Many comparisons have been made between the Shepparton service and those of other major regional cities around Victoria. Bendigo has 20 daily services and is about to increase to, I think, another eight to 10. We understand that Bendigo is about 28 kilometres closer to Melbourne than Shepparton and, at speed, the difference between these two cities is negligible. So this 30-odd kilometres of difference has very little to do with it.

We simply have a Labor Party in Victoria that doesn't want to know about one particular part of the state. We have a Premier in Victoria who won't even go to the Campaspe shire. He's so embarrassed about the fact that he hasn't been there during his premiership that the local paper started to run a campaign to try to get him into one of the most visited tourist areas in the state. For some reason, the Premier doesn't want to travel to some of the other parts of the state.

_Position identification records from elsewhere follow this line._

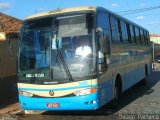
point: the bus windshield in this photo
(58, 48)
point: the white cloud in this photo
(140, 17)
(4, 6)
(114, 5)
(39, 10)
(143, 4)
(154, 22)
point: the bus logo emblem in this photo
(51, 93)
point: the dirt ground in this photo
(10, 106)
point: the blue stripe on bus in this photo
(57, 89)
(67, 103)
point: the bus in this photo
(79, 58)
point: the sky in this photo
(148, 16)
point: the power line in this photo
(138, 10)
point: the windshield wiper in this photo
(63, 62)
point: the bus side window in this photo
(114, 30)
(103, 23)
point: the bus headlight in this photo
(85, 91)
(26, 94)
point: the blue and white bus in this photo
(79, 58)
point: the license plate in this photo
(53, 105)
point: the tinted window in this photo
(137, 35)
(124, 32)
(132, 33)
(114, 29)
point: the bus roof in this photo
(80, 8)
(65, 10)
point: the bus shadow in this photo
(128, 97)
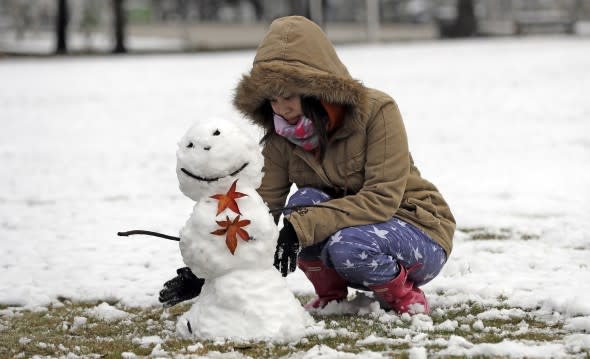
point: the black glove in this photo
(287, 249)
(183, 287)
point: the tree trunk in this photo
(119, 26)
(466, 24)
(61, 27)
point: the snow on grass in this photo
(499, 125)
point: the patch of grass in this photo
(60, 330)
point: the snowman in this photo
(229, 241)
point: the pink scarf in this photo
(302, 133)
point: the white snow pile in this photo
(87, 150)
(105, 312)
(229, 241)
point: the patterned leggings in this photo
(370, 254)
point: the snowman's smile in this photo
(212, 179)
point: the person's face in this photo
(288, 108)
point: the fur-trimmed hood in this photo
(296, 58)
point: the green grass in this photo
(52, 333)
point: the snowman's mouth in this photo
(212, 179)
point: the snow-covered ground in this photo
(502, 127)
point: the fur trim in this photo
(294, 78)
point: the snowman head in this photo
(213, 154)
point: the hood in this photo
(296, 58)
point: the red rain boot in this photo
(401, 294)
(328, 284)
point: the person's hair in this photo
(313, 109)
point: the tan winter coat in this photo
(367, 157)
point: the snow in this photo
(244, 297)
(87, 149)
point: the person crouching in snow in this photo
(362, 215)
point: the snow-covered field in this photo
(502, 127)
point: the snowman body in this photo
(229, 241)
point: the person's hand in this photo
(287, 249)
(183, 287)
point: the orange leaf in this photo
(232, 229)
(228, 200)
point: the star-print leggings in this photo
(370, 254)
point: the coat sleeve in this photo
(386, 171)
(275, 184)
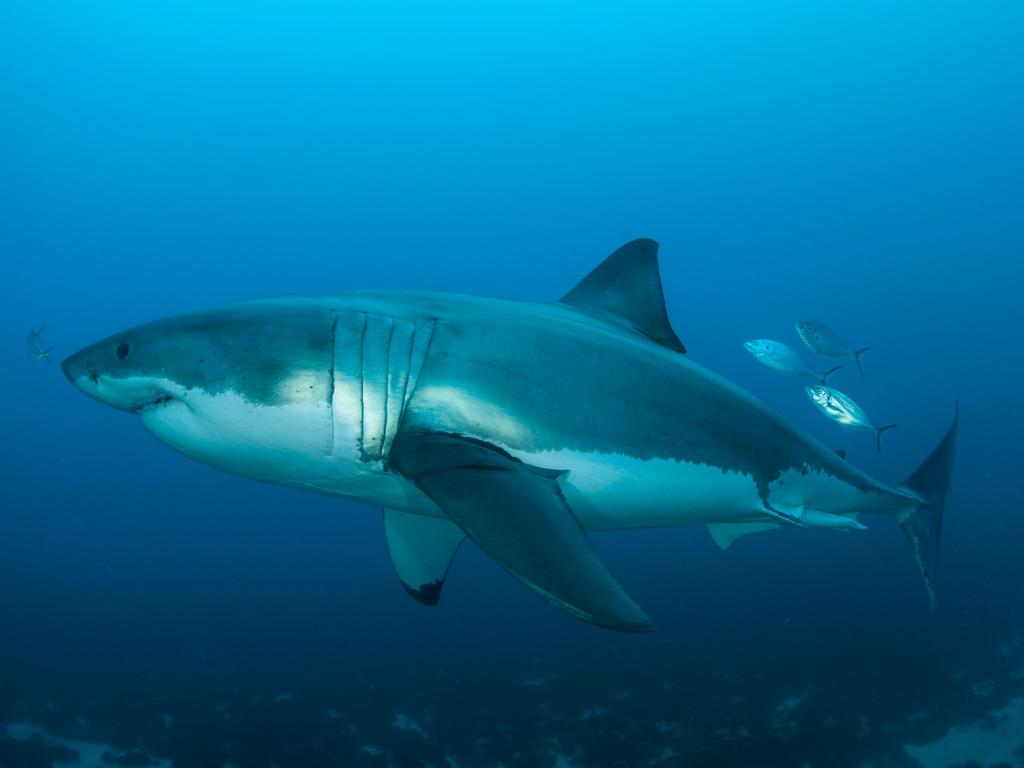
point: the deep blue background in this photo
(857, 163)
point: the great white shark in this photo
(521, 426)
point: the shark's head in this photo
(757, 347)
(820, 394)
(246, 388)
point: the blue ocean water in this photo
(860, 163)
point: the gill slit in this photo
(331, 375)
(387, 381)
(363, 384)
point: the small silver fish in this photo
(34, 337)
(827, 343)
(844, 411)
(36, 354)
(784, 359)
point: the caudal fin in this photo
(924, 524)
(878, 435)
(856, 358)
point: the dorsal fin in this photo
(627, 289)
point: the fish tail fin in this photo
(824, 377)
(923, 524)
(856, 358)
(878, 435)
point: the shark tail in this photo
(856, 358)
(878, 435)
(923, 524)
(824, 377)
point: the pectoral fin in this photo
(517, 514)
(724, 534)
(421, 549)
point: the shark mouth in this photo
(152, 402)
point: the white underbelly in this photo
(611, 491)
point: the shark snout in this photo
(77, 369)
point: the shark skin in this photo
(518, 425)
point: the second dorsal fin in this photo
(627, 289)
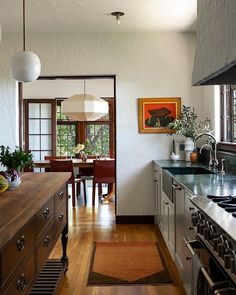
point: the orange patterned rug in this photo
(127, 263)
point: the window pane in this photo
(98, 137)
(46, 127)
(66, 138)
(46, 142)
(34, 126)
(34, 110)
(46, 110)
(34, 142)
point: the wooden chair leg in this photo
(99, 189)
(93, 194)
(85, 196)
(73, 194)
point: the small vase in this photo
(189, 147)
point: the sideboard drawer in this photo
(24, 278)
(60, 220)
(44, 216)
(15, 250)
(45, 245)
(60, 197)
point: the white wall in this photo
(146, 65)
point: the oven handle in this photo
(202, 268)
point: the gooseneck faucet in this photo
(213, 160)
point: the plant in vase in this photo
(187, 124)
(14, 162)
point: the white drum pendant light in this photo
(84, 107)
(25, 65)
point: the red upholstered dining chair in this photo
(58, 165)
(103, 172)
(52, 158)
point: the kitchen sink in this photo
(189, 170)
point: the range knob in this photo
(194, 219)
(207, 233)
(221, 250)
(227, 261)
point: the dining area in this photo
(98, 173)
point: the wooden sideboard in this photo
(32, 217)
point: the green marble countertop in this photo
(202, 184)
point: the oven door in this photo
(207, 276)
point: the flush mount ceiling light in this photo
(84, 107)
(25, 65)
(117, 14)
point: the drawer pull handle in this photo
(20, 244)
(61, 195)
(47, 241)
(46, 212)
(21, 282)
(61, 217)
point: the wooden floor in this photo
(86, 225)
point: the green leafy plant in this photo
(187, 124)
(18, 159)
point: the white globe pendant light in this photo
(84, 107)
(25, 65)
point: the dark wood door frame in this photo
(74, 77)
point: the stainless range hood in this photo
(215, 57)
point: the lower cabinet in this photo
(167, 219)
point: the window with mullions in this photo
(228, 113)
(66, 134)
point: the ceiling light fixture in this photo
(25, 65)
(117, 14)
(84, 107)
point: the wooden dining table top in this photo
(76, 162)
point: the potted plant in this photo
(14, 162)
(187, 124)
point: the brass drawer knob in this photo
(20, 244)
(21, 282)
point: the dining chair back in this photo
(52, 158)
(64, 165)
(103, 172)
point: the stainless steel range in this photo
(214, 250)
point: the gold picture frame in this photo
(154, 114)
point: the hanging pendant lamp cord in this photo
(23, 25)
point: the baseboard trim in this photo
(134, 219)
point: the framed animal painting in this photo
(154, 114)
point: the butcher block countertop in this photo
(19, 205)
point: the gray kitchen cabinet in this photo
(157, 192)
(167, 219)
(179, 202)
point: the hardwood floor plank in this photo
(86, 225)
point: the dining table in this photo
(78, 163)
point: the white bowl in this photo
(174, 158)
(14, 184)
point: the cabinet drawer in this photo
(45, 245)
(189, 231)
(189, 207)
(60, 219)
(60, 197)
(15, 250)
(44, 216)
(24, 278)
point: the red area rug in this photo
(127, 263)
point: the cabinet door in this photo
(179, 225)
(171, 227)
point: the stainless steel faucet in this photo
(214, 162)
(211, 152)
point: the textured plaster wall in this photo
(146, 65)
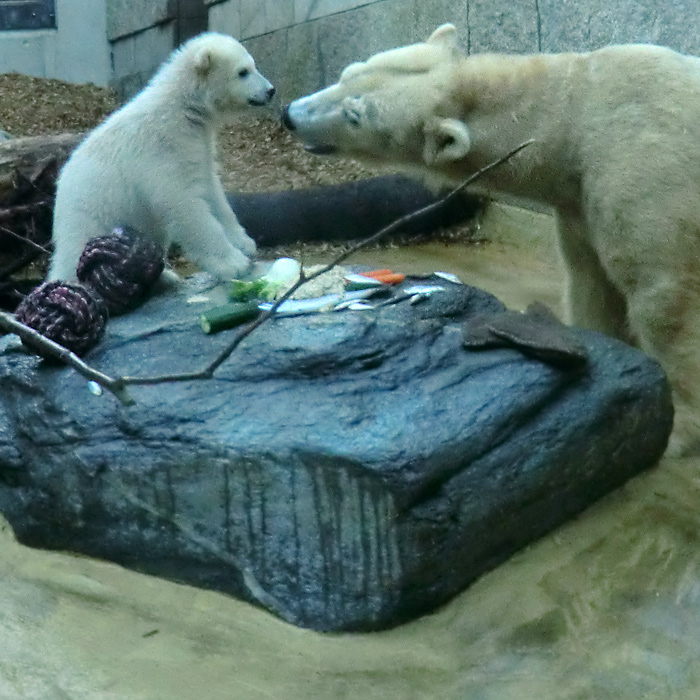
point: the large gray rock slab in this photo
(347, 471)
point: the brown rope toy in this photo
(116, 273)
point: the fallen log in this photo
(26, 154)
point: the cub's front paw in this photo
(243, 242)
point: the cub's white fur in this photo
(151, 165)
(616, 152)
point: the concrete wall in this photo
(306, 46)
(302, 45)
(76, 50)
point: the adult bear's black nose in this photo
(287, 120)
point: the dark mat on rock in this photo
(348, 471)
(352, 210)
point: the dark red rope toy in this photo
(116, 273)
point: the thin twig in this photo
(59, 352)
(117, 386)
(29, 242)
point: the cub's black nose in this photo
(287, 120)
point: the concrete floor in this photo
(606, 607)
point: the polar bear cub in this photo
(151, 165)
(616, 152)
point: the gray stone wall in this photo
(302, 45)
(320, 37)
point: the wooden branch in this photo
(55, 350)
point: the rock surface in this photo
(347, 471)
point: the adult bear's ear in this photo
(446, 140)
(446, 36)
(203, 63)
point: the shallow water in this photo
(606, 607)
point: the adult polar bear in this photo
(616, 152)
(151, 164)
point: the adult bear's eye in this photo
(352, 111)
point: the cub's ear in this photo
(446, 36)
(446, 140)
(203, 63)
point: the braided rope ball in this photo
(68, 314)
(121, 268)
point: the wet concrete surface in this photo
(606, 607)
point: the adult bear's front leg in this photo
(591, 300)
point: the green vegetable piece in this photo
(240, 290)
(228, 315)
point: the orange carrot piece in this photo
(375, 273)
(390, 277)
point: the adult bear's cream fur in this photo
(616, 152)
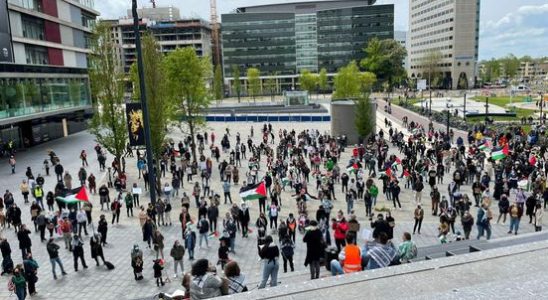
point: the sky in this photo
(519, 27)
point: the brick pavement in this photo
(98, 283)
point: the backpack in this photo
(287, 249)
(11, 285)
(414, 251)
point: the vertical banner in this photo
(135, 124)
(6, 49)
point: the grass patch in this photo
(501, 101)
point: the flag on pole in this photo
(500, 154)
(485, 146)
(253, 192)
(75, 195)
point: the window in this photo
(36, 55)
(88, 20)
(33, 28)
(32, 4)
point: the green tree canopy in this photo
(385, 59)
(308, 81)
(108, 124)
(187, 76)
(322, 80)
(253, 82)
(237, 85)
(218, 86)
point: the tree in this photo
(271, 85)
(160, 107)
(108, 124)
(187, 75)
(430, 66)
(308, 81)
(322, 80)
(218, 85)
(253, 82)
(347, 82)
(385, 59)
(237, 85)
(365, 121)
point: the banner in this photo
(135, 124)
(6, 49)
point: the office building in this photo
(451, 28)
(401, 37)
(281, 40)
(44, 84)
(167, 27)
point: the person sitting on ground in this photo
(382, 254)
(350, 258)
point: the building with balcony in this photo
(281, 40)
(44, 85)
(167, 27)
(450, 28)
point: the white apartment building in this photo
(450, 27)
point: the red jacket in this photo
(340, 228)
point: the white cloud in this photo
(521, 32)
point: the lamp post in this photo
(142, 89)
(486, 110)
(464, 108)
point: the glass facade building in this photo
(281, 40)
(44, 86)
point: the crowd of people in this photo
(300, 171)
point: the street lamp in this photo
(486, 110)
(142, 90)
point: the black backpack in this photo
(204, 226)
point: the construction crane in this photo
(215, 33)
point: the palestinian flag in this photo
(500, 154)
(396, 162)
(485, 146)
(253, 192)
(353, 168)
(75, 195)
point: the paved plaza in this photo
(99, 283)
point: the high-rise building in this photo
(166, 26)
(451, 28)
(44, 82)
(401, 37)
(281, 40)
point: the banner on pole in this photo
(135, 124)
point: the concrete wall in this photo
(343, 116)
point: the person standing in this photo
(31, 271)
(270, 255)
(203, 229)
(82, 218)
(419, 216)
(539, 213)
(53, 252)
(314, 249)
(177, 252)
(129, 204)
(115, 208)
(288, 249)
(19, 280)
(516, 212)
(158, 240)
(25, 243)
(96, 248)
(102, 228)
(78, 252)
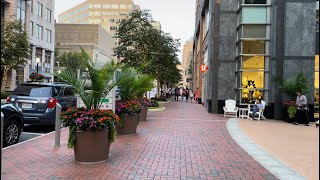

But now we have a situation where we have a train service that is actually slower than what it was 25 years ago. The top speed of the train service to Shepparton is 75 kilometres per hour and it takes 3½ hours. You can drive to Melbourne in just under two hours—and we wonder why the patrons are not using the current service. It's because the current service is absolute rubbish. We need the Victorian government to understand that the cities on the north-east line of Wangaratta and Wodonga need assistance with getting a better rail service. The Shepparton line needs a better service. Constituents have rung my office to tell me that, from Mooroopna, they would rather drive to Bendigo to catch the service into Melbourne than drive the six kilometres to Shepparton station. If this is not a sign of ridiculousness, I don't know what is.

I implore the Victorian state government to start looking at this part of the state and delivering some decent rail services that are going to compare favourably with other parts of the state, such as the enormous upgrades on the Geelong, Ballarat and Bendigo lines. There is going to be further investment in some of these lines that will see the Labor party seats well and truly catered for while other parts of the state, political or not, are simply forgotten about by the Labor Party in Victoria.